It cocked its head. “It appears the price of addiction is quite exorbitant. Yes?”
Its programming included sarcasm. I made a mental note to readjust the levels.
“Delete the messages.” I wiped my mouth on the back of my hand. “I think I’ll go out for a while.”
As I dressed, my cuddle bot spoke to me from the hall outside my closet-sized bathroom. “I believe it is time that I remind you that Boris’s Bar is off limits.”
I’d programmed it to remind me of this whenever I was about to leave my flat.
This time, I just didn’t care.
I walked to Boris’s Bar, through more than three kilometers of winding corridors, most of which were underground. Boris’s Bar was situated right on the crust, half of it peeking up above the surface. From some parts of the joint, one could see the rising red slope of the Elysium Mons.
I sat down at the bar and ordered the peppermint package. It was still early, only 18:30, and the Wednesday night crowd had yet to filter in. The quiet energy of Boris’s Bar matched the moody music piped through ceiling mounted speakers.

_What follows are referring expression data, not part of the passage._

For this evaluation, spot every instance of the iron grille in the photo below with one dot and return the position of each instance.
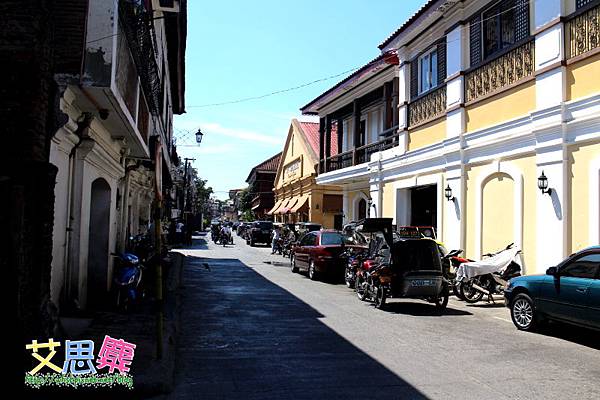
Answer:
(138, 26)
(441, 50)
(475, 39)
(521, 20)
(414, 78)
(581, 3)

Calva placed my order on the counter in front of me, a bottle of peppermint water and a can of peppermint O2. It was the cheapest refreshment package sold at Boris’s and it allowed for unlimited refills. I downed half the bottle of water in one go and belched.

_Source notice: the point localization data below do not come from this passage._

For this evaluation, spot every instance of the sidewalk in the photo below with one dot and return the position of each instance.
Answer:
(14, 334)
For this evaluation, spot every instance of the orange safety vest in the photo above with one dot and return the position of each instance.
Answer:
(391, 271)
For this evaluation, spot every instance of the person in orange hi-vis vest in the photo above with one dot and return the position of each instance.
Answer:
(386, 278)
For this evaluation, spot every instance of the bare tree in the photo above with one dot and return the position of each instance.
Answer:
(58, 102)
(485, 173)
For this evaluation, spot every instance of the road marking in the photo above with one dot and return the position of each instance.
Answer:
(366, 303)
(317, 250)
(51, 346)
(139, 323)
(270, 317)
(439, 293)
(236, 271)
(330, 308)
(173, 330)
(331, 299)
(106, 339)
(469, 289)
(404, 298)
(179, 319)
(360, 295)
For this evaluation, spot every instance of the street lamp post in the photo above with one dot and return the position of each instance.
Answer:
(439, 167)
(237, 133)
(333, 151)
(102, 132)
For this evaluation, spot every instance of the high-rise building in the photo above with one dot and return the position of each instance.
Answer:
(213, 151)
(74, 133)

Calva appraised me with bright violet eyes. “You’re looking a bit thin, honey. You been taking care of yourself?”
I shrugged. I hadn’t been.
“My boss has been giving me the blues,” I said.
I stripped the nasal cannula from the sterile airtight packaging, inserted the prongs into my nares, and then threaded the bifurcated O2 line around each ear. I closed my eyes and inhaled until I almost felt like coughing.

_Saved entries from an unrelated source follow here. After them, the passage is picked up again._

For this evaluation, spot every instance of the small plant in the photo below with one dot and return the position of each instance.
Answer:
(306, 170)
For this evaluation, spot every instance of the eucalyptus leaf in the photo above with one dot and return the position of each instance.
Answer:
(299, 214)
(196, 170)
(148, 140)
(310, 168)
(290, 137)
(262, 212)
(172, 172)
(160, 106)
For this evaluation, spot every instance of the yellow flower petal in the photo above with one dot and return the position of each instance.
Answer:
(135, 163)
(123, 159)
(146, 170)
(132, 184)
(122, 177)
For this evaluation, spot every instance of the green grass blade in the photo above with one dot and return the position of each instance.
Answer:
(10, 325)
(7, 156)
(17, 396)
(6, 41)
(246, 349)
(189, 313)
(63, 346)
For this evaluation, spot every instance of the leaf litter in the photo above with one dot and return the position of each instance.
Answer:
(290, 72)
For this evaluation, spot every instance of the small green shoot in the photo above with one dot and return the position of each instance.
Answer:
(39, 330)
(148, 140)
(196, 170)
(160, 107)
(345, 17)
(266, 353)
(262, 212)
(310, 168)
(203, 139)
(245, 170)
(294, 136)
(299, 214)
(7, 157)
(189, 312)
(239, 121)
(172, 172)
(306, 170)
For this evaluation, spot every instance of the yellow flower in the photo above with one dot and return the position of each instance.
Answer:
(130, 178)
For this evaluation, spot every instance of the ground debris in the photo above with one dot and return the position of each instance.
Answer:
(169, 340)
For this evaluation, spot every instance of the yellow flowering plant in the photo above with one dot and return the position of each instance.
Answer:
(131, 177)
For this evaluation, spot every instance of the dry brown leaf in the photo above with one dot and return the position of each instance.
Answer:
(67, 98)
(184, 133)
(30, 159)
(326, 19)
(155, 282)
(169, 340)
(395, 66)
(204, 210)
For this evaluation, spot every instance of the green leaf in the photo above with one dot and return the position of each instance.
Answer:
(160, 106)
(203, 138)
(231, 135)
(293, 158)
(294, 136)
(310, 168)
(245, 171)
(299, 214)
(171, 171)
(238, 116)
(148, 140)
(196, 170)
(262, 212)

“Is that super massive still treating you like a drone?”
Calva’s eyes flicked briefly toward the back of the bar where the hall leading to Boris’s comfort suite was located. The line of people waiting their turn with Boris was already edging out into the common area. I restrained the urge to follow her gaze and swallowed back the heat of longing with another sip of water.
“Ever since Guy got married and quit to be a house husband, my boss has been pressuring me to take his old run full time.”
“The one to Io?”
“Yeah. That’s the one. She knows damn well I’m in no condition to make that run.” I finished my water and signaled for a refill.
There was a time when I didn’t mind doing the solitary three month runs to Jupiter’s largest moon. And it didn’t hurt that the Io runs paid three times the standard transport rate.
Enoch and I had planned to buy a cozy residential multistage ship where we’d raise our family. He’d have an office where he could write and do his crafts and I would have a fully equipped geoponics suite where I would grow all the food our family needed.
We were ambitious and we had stars in our eyes.
Calva placed the second bottle on the counter in front of me. She leaned forward on her elbows.
“I understand how you feel, wanting to go to Boris, yet knowing that if you do…“
“…your life might fall apart,” I completed.
Calva arrived at Elysium Mons on a handicapped cruiser years earlier when the colony had just been established. She was a pass around bed warmer for the crew, an empty lover with her own needs. For all the affection they gave her, aside from tending their own desires, you’d think they would have gone with a lower end model, one without algorithms that require reciprocation for optimal performance. They nearly broke her.
Her compensation for more than two months of service was a free ride to the new colony and enough credits to purchase a single person flat. Once here, she tried working in her designated field, but few know the distinct difference between a love-bot and a sex-bot.
Boris arrived a couple years after that to service those who had the credits to spend and who found the loneliness of the brand new colony too much to bear. Calva went to Boris after so much time being a lover without actually experiencing love. It could be argued that her resulting obsession was a worse outcome.
Calva tended the bar at Boris’s in order to maintain proximity to him. She once told me, “If this was merely love, it would be beautiful and admirable, but it isn’t. I need Boris, even if it’s just being able to see his face from time to time, because if I don’t, I feel like I am dying.”
Calva reached beneath the bar and produced a bowl of wasabi roasted coffee beans. She disengaged the meter on the bowl and winked. “Eat as much as you like. No charge. Okay, honey?”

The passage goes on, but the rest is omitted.